The study was published in Nature Biotechnology on August 10.
Traditional tools developed for in-vivo imaging in the brain, such as confocal microscopy and two-photon scanning microscopy, are based on point scanning scheme and are too slow to study rapid volumetric dynamics.
Light field microscopy (LFM) has attracted attention due to its instantaneous volumetric imaging capability, which captures the information from the whole 3-D volume all together on the image sensor in a single camera exposure.
Conventional LFM has been previously introduced to image brains. However, the technology has two major problems: reconstruction artifacts and lack of optical sectioning capability, preventing them from wide application.
In 2017, Wang's group developed a new type of LFM, XLFM, to address the first problem. However, the second one remained unsolved.
Introducing optical sectioning capability in LFM is of key importance because it prevents out-of-focusing background from interfering with in-focusing signal and plays a vital role for thick tissue imaging.
Directly adopting the concept of confocal detection that confers 3-D imaging capability seems to be straightforward. However, it turned out to be impossible due to the very distinct instantaneous volumetric imaging manner of LFM from conventional plane-by-plane imaging scheme.
To meet this challenge, Wang's lab came up with a novel idea to generalize the concept of confocal detection and made it compatible with LFM without compromising its imaging speed, which was called Confocal LFM.
Without interfering background noise, confocal LFM significantly improved imaging resolution and calcium signal detection sensitivity in functional imaging of neuronal activities over the whole zebrafish brain.
It was also integrated with a fast 3-D tracking system to capture correlated behavioral neural activations in freely swimming larval zebrafish. For example, single-neuron activities during larval zebrafish's prey capture could be reliably recorded.

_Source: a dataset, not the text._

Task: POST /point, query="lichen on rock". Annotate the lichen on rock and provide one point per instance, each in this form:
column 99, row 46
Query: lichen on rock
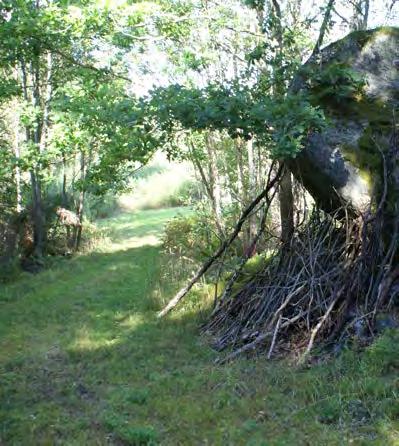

The researchers further applied confocal LFM on imaging calcium transients and circulating blood cells in awake mouse brain. It's highly parallelized and light-efficient imaging enabled continuous recording for more than 100,000 volumes without significant photobleaching.

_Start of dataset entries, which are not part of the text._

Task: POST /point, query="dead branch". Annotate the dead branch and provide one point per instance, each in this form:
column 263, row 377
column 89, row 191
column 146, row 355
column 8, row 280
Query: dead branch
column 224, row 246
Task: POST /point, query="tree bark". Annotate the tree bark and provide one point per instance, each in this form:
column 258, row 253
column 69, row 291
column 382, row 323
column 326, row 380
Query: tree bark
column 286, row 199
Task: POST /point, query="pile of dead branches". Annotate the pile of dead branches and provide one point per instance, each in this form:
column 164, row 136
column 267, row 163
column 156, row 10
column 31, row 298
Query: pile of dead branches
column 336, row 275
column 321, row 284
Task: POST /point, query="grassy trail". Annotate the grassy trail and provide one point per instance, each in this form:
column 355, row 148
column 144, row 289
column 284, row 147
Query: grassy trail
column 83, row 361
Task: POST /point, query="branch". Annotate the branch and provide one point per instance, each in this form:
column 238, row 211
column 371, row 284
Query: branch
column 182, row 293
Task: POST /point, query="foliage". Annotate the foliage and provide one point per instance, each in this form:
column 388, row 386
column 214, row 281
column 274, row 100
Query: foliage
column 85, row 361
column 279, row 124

They also showed imaging of populations of circulating blood cells in a complicated 3-D vascular network. The results showed that it was possible to track and quantify the flow dynamics of blood cells accurately and represented more than 100 times increase in throughput compared to conventional imaging techniques.
The flexibility, increased resolution and sensitivity of confocal LFM demonstrated in this work make it promising for wide applications in capturing and studying extremely fast volumetric dynamics deep in the brain, or within other types of thick tissues in general.